Zo een statistische correlatie is misschien wiskundig geen bewijs, maar tot nu toe heeft niemand een andere factor kunnen vinden, die in verband staat met de (vooral bij mannen) voortdurend stijgende sterfte aan longcarcinoom. De statistische waarschijnlijkheid is zó groot, dat men gerust van een oorzakelijk verband mag spreken: een groot aantal (± 25) jaren zwaar roken verhoogt de kans op longkanker aanzienlijk. Hoeveel zorg de hygiënist en kankerbestrijder zich over dit feit maat op de afzonderlijke tabaksgebruiker maakt deze statistische kansvergroting helaas te weinig indruk. Statistisch kan men becijferen, dat in Nederland op het ogenblik alleen reeds meer dan 50 000 mannen door zwaar roken hun longen voorbereiden tot de vorming van een kwaadaardig gezwel; maar de psychologische invloed daarvan op enkele millioenen rokers, waaronder zeker vele honderdduizenden straffe rokers, is vooralsnog niet zeer groot. Samenvattend kan men dus inderdaad vaststellen, dat het beste wat men van roken zeggen kan, is, dat een geheel gezond mens matig roken zonder schade kan verdragen.
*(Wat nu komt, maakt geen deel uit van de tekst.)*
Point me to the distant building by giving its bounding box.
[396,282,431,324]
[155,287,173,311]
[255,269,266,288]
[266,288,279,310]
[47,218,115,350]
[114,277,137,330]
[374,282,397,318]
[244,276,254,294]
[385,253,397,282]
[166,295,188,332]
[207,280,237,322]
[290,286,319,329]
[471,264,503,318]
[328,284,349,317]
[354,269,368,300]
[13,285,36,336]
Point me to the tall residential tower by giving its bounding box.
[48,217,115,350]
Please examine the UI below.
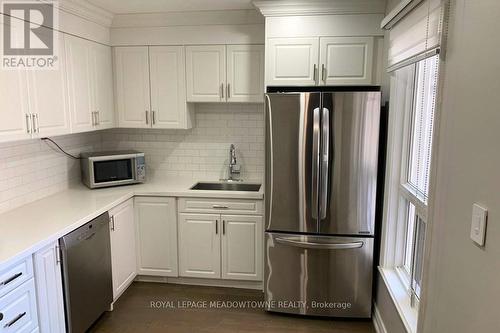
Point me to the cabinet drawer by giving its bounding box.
[0,279,38,333]
[179,198,263,215]
[0,256,33,296]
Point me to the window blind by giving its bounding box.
[388,0,446,72]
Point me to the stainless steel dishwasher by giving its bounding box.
[59,213,113,333]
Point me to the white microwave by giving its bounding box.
[80,150,146,189]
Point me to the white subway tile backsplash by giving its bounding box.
[102,104,264,181]
[0,104,264,213]
[0,133,101,213]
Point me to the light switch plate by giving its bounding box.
[470,204,488,246]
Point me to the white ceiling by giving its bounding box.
[83,0,260,14]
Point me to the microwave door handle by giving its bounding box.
[319,108,330,220]
[311,108,321,219]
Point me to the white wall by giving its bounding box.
[422,0,500,333]
[103,103,264,181]
[0,133,101,213]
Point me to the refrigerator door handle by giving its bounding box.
[311,108,321,219]
[319,108,330,220]
[266,94,274,226]
[276,237,364,250]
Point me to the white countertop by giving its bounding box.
[0,178,264,269]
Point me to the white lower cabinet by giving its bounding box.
[109,199,137,300]
[34,242,66,333]
[221,215,263,281]
[0,278,38,333]
[135,197,178,277]
[179,208,263,281]
[179,214,221,278]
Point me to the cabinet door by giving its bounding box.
[91,43,115,129]
[149,46,192,129]
[0,16,31,141]
[115,46,151,128]
[320,37,373,85]
[222,215,264,281]
[64,35,94,133]
[135,197,178,277]
[226,45,264,102]
[109,199,137,300]
[179,214,222,279]
[186,45,226,102]
[29,27,70,136]
[34,242,66,333]
[266,38,319,86]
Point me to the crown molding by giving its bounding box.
[38,0,113,27]
[253,0,386,17]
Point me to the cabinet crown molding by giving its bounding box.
[39,0,113,28]
[253,0,385,17]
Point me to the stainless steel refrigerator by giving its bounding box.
[264,89,381,318]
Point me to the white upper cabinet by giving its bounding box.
[109,199,137,300]
[0,66,32,141]
[149,46,192,128]
[91,43,115,129]
[266,37,374,86]
[186,45,264,103]
[266,38,319,86]
[320,37,373,85]
[179,214,222,279]
[65,35,95,133]
[28,28,70,136]
[115,46,193,129]
[186,45,226,102]
[135,197,178,277]
[226,45,265,103]
[222,215,263,281]
[114,46,151,128]
[0,16,31,141]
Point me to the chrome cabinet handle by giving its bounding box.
[56,245,61,265]
[3,312,26,328]
[0,272,23,286]
[212,205,229,209]
[26,114,31,134]
[276,237,364,250]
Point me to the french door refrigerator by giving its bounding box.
[264,87,381,318]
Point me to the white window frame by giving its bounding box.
[379,55,440,332]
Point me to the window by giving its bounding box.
[382,55,439,320]
[395,56,438,305]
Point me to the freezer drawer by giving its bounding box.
[264,232,373,318]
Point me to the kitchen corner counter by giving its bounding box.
[0,178,264,268]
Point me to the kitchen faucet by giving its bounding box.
[227,144,241,181]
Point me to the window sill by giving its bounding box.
[378,267,418,333]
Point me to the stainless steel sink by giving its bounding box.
[191,183,261,192]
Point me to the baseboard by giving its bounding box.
[135,275,264,290]
[373,304,387,333]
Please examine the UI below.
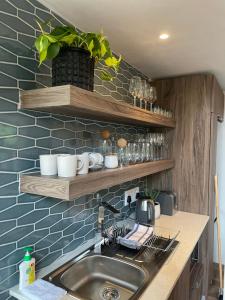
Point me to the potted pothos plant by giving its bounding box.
[35,21,121,91]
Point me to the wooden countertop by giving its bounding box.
[139,212,209,300]
[10,212,209,300]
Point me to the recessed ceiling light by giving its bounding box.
[159,33,170,40]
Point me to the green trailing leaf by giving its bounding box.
[100,71,114,81]
[35,20,121,81]
[47,43,60,59]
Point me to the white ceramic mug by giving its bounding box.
[77,152,94,175]
[105,154,118,169]
[57,154,84,177]
[39,154,58,176]
[83,152,104,169]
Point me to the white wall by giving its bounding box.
[214,108,225,264]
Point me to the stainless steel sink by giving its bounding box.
[48,255,147,300]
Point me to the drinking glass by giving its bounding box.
[138,79,146,108]
[144,82,150,110]
[129,76,141,106]
[148,86,156,112]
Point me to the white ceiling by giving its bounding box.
[41,0,225,89]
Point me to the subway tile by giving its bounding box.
[37,117,64,129]
[18,33,35,49]
[35,233,62,250]
[50,201,74,214]
[51,147,75,154]
[35,214,62,229]
[19,126,50,138]
[0,243,16,260]
[0,72,17,87]
[0,22,17,39]
[0,220,16,236]
[63,237,84,254]
[0,136,35,149]
[63,221,84,236]
[0,246,21,268]
[36,74,52,87]
[0,47,17,63]
[18,194,43,203]
[18,147,50,159]
[0,12,35,35]
[35,197,60,212]
[36,137,63,149]
[0,62,35,80]
[50,218,74,233]
[74,224,93,239]
[85,213,98,225]
[17,209,49,225]
[0,112,35,126]
[50,235,73,251]
[0,37,34,57]
[75,209,92,221]
[0,221,34,244]
[0,98,17,112]
[33,248,49,264]
[19,80,39,90]
[0,123,17,137]
[0,265,16,285]
[64,139,85,148]
[10,0,34,13]
[0,204,34,221]
[65,121,85,131]
[37,250,62,270]
[18,10,39,29]
[0,88,19,102]
[63,205,84,218]
[0,148,16,162]
[52,129,75,140]
[1,0,17,15]
[0,197,16,212]
[0,182,19,198]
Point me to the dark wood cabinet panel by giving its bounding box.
[169,260,190,300]
[148,74,224,295]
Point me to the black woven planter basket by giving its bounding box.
[52,47,95,91]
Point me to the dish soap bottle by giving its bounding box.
[19,247,35,290]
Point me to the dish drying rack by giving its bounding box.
[103,224,180,252]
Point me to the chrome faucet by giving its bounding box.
[94,194,120,254]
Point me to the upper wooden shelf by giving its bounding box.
[20,160,174,200]
[20,85,175,128]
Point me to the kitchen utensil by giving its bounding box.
[40,154,58,176]
[214,175,223,300]
[136,195,155,225]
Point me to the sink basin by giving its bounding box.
[52,255,146,300]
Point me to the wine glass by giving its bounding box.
[148,86,157,112]
[129,76,141,106]
[144,82,150,110]
[138,79,146,108]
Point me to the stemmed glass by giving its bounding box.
[149,86,157,112]
[144,82,150,110]
[129,76,141,106]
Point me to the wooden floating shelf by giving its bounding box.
[20,85,175,128]
[20,160,174,201]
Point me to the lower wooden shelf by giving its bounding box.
[20,160,174,201]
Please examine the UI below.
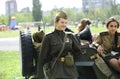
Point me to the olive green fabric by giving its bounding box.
[56,11,67,19]
[33,31,45,43]
[38,29,81,79]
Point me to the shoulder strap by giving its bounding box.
[51,34,67,69]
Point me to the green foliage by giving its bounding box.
[12,13,33,23]
[0,51,22,79]
[32,0,42,21]
[0,30,19,38]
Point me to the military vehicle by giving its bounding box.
[20,27,120,79]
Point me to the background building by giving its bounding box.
[82,0,112,12]
[5,0,17,15]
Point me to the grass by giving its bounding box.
[0,51,22,79]
[0,30,19,38]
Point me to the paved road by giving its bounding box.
[0,37,19,51]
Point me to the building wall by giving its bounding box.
[5,0,17,15]
[82,0,110,12]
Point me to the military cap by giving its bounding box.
[56,10,67,19]
[106,17,119,28]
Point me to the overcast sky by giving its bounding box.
[0,0,82,15]
[0,0,120,15]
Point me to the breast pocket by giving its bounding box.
[51,41,62,51]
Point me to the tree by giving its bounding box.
[32,0,42,21]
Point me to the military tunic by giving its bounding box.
[38,29,80,79]
[94,31,120,54]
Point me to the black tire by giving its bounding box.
[20,31,35,78]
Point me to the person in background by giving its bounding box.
[93,17,120,72]
[37,11,81,79]
[75,18,92,45]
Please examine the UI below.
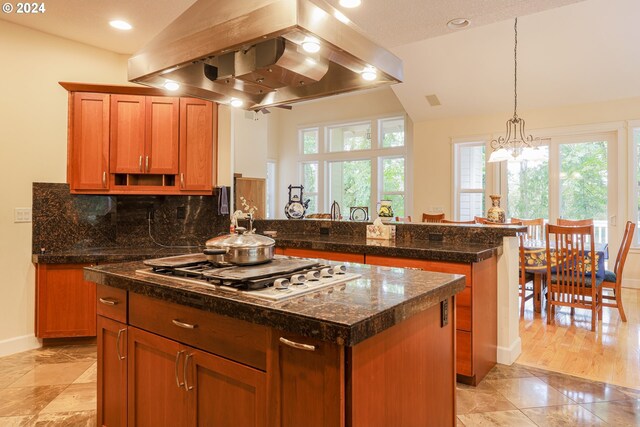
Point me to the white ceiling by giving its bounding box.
[0,0,640,121]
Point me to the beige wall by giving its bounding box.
[0,20,127,354]
[271,88,410,218]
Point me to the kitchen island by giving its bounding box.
[85,262,465,426]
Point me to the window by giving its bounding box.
[298,116,410,218]
[501,133,617,247]
[266,160,276,219]
[302,162,319,214]
[454,141,485,221]
[329,122,371,152]
[380,156,405,217]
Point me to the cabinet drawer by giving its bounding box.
[456,286,471,332]
[129,293,268,371]
[96,285,127,323]
[456,331,473,377]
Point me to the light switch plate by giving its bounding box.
[13,208,31,222]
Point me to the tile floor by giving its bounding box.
[0,344,640,427]
[0,344,97,427]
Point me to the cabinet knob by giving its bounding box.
[175,351,184,388]
[116,328,127,360]
[280,337,316,351]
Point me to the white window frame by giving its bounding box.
[297,112,413,218]
[451,140,490,221]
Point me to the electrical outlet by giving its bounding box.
[176,206,187,219]
[13,208,31,222]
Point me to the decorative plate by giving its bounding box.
[349,206,369,221]
[284,202,305,219]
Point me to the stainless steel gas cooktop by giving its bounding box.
[136,254,360,301]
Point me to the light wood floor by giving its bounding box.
[516,289,640,390]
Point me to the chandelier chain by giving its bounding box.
[513,18,518,118]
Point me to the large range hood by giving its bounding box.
[129,0,402,110]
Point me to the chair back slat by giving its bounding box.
[545,224,597,307]
[613,221,636,281]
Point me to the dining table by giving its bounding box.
[524,240,609,313]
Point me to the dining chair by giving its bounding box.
[518,233,534,316]
[422,213,444,222]
[545,224,603,331]
[511,218,544,240]
[556,218,593,227]
[602,221,636,322]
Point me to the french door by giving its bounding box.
[501,132,618,251]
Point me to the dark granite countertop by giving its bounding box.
[31,246,204,264]
[275,233,502,263]
[85,262,465,346]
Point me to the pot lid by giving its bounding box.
[206,227,276,249]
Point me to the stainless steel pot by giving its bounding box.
[204,227,276,265]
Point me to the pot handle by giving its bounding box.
[203,249,227,255]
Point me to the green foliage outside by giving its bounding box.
[507,142,607,220]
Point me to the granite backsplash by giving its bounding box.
[32,182,229,253]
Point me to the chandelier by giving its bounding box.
[489,18,540,163]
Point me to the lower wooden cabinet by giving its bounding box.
[366,255,498,385]
[98,316,128,427]
[35,264,96,338]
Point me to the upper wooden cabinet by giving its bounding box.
[180,98,218,191]
[61,83,217,195]
[110,94,180,175]
[67,92,110,193]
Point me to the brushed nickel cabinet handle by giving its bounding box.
[176,351,184,388]
[172,319,198,329]
[116,328,127,360]
[280,337,316,351]
[183,354,193,391]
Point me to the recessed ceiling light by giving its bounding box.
[109,19,133,30]
[333,10,349,24]
[163,81,180,90]
[302,37,320,53]
[360,67,378,82]
[447,18,471,30]
[340,0,362,9]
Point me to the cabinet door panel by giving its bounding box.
[267,330,345,427]
[98,316,127,427]
[111,95,145,173]
[186,348,267,427]
[36,264,96,338]
[179,98,217,191]
[128,327,189,427]
[144,96,180,175]
[67,92,110,191]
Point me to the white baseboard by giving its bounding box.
[622,279,640,289]
[0,334,42,357]
[496,337,522,365]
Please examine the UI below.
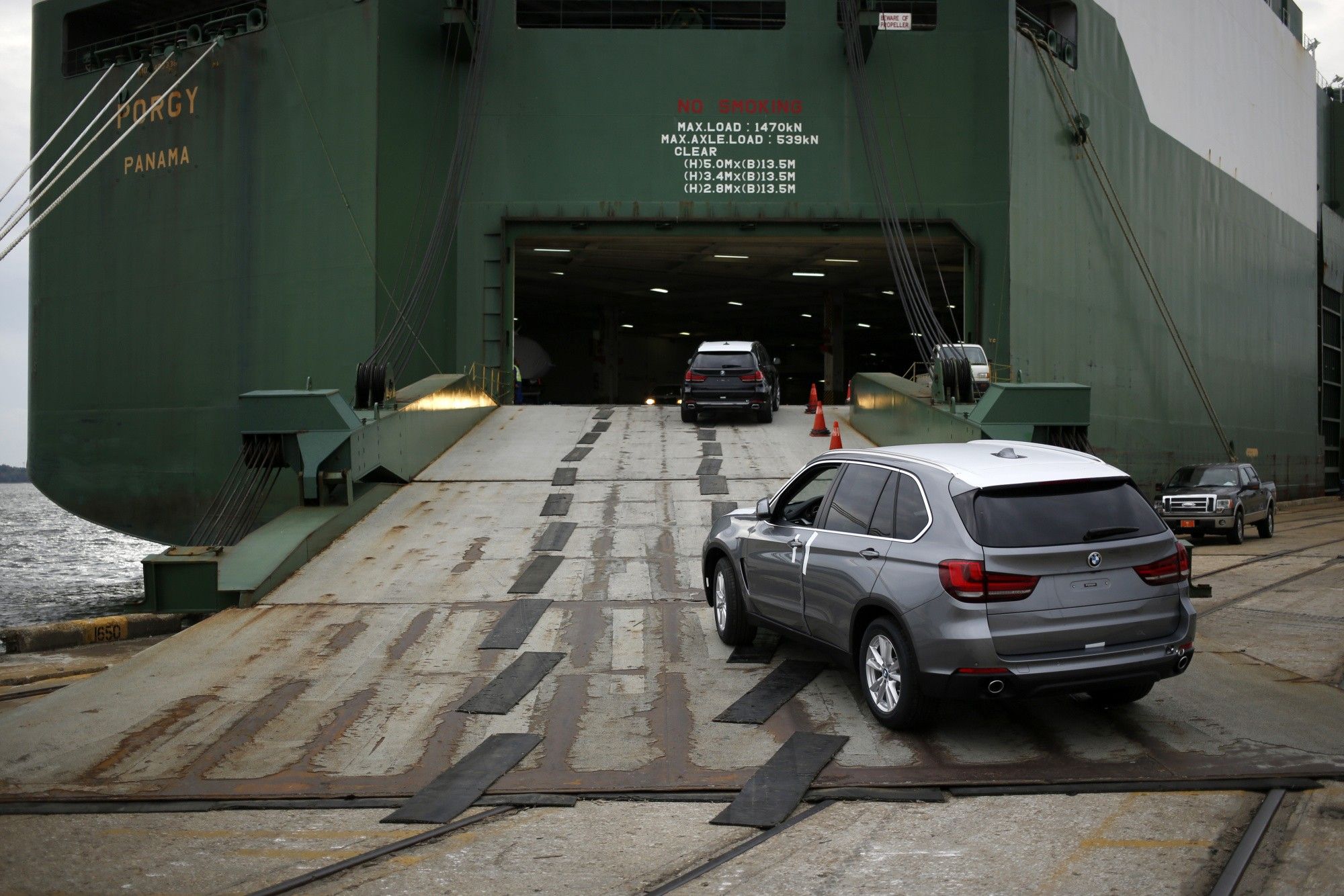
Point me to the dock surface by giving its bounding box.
[0,407,1344,892]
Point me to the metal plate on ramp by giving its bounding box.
[710,731,849,827]
[480,598,551,650]
[383,735,542,825]
[714,660,827,725]
[508,553,564,594]
[532,521,578,551]
[0,406,1344,801]
[457,650,564,716]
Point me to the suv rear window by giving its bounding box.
[691,352,755,371]
[956,480,1167,548]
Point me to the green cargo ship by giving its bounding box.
[28,0,1344,543]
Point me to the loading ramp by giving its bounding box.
[0,407,1344,801]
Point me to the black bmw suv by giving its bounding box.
[681,343,780,423]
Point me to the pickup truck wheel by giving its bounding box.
[710,557,755,647]
[1227,510,1246,544]
[1255,504,1274,539]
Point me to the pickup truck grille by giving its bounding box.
[1163,494,1215,513]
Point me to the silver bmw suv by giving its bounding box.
[702,441,1195,729]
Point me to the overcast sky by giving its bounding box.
[0,7,1344,465]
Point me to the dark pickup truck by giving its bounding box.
[1153,463,1278,544]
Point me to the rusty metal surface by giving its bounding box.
[0,407,1344,799]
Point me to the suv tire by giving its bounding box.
[1087,681,1153,707]
[856,617,937,731]
[710,557,755,647]
[1255,504,1274,539]
[1227,510,1246,544]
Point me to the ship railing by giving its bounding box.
[63,0,266,78]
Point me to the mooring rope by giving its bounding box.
[0,61,153,238]
[1021,28,1236,462]
[0,38,219,261]
[0,67,113,211]
[840,0,969,373]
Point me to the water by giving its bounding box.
[0,484,163,629]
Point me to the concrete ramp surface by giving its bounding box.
[0,407,1344,799]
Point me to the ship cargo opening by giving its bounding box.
[512,224,969,404]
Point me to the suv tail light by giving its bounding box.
[938,560,1040,603]
[1134,541,1189,584]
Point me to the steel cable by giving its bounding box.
[366,0,495,392]
[0,52,172,238]
[840,0,966,371]
[0,39,219,261]
[1021,28,1236,462]
[0,66,116,211]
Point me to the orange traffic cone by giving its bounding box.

Inhaleren en zwaar (ketting)-roken zijn uit den boze. Patiënten met ziekten van de luchtwegen (ook asthma), hart of vaatstelsel of van de maag moeten het roken nalaten.
STRIJD TEGEN HET ROKEN.
Reeds sedert jaren bestaan er tabaksbestrijdingsorganisaties welke ijveren voor wettige verbodsbepalingen, bijv. van de verkoop aan jonge mensen en van iedere reclame van de tabaksverwerkende industrie. Het ziet er naar uit dat de Overheid in ieder geval een taak krijgt bij de voorlichting over het kanker-gevaar. Maar waarschijnlijk ligt de uiteindelijke oplossing van het probleem toch meer bij de psychosomatische geneeskunde. Want wanneer men de basis voor de rookbehoefte toch zoeken moet in de persoonlijkheidsstructuur van de moderne mens (evenals bij vetzucht, zie aldaar), dan zou men van het onderdrukken van deze behoefte niet anders kunnen verwachten dan het optreden van een andere psychosomatose (syndroomverschuiving), mogelijk niet minder gevaarlijk dan het roken van thans. Het tot stand brengen van een leefwijze van de mens, waarbij geen ongezonde behoeftevorming meer zal ontstaan, is echter niet alleen een taak der geneeskunde.